Hanung bertemu Shanker sebelum Lebaran. Saat itu, Shanker sangat ingin bertemu dengan suami Zaskia Adya Mecca itu.
"Saya enggak tahu kenapa. Mungkin ketemu saya seperti ketemu anaknya. Dia sangat aktif, detail dan sangat hati-hati," kenang Hanung yang ditemui di rumah duka, Jalan Johar No 24, Menteng, Jakarta Pusat, Selasa (14/9/2010) malam.
Saat pertemuan itu, Shanker menasehati Hanung seputar film. "Beliau enggak pernah bicara pribadi. Padahal, saya ingin sekali bicara soal pribadi," akunya.
Dalam benak sutradara film itu, Shanker sosok yang sangat ramah dan tidak sombong. Meski bos, Shanker orang yang tidak mempersulit bawahan untuk bertemu.
"Mungkin kalau orang yang enggak kenal menyangka dia itu muslim. Dia produser yang tidak memandang kedudukan, tidak sombong. Meski sebagai bos, ketemu beliau enggak ribet. Dan Rapi Film itu PH besar, tapi mereka sangat kekeluargaan sekali. Dia sangat Islam dari orang Islam sendiri," pujinya.
Hanung sempat tidak percaya mendengar kabar meninggalnya ayah tiga anak itu.
"Dalam keadaan beliau sakit, kami positif beliau akan sembuh.

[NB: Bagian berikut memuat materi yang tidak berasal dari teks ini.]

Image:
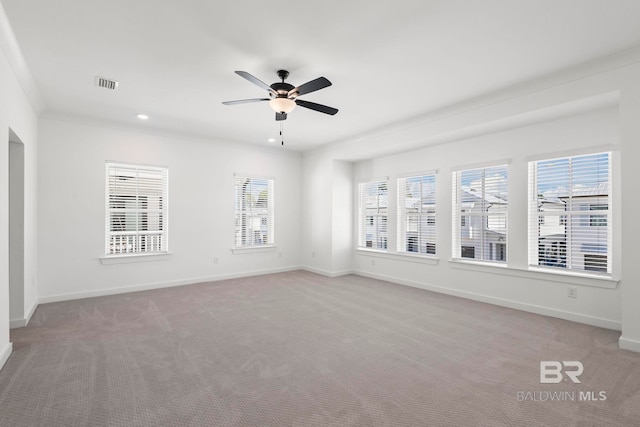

Apalagi kami mau ada kerja sama film religi. Dia sudah sangat ingin ikut terlibat. Dia masih ngomongin film. Dia bilang, nanti saya mau di posternya ada tulisan 'Bismillahirahmanirrahim'," jelasnya.
Sebelum proyek film religi yang belum kesampaian itu, Hanung dan Shanker pernah membuat film Sundel Bolong dan Lentera Merah.
"Rencananya kami mau bikin film religi. Film ini jadi seperti pesan terakhir beliau kepada saya. Soal filmnya, saya belum bisa kasih tahu. Nanti kita lihat saja," tandasnya.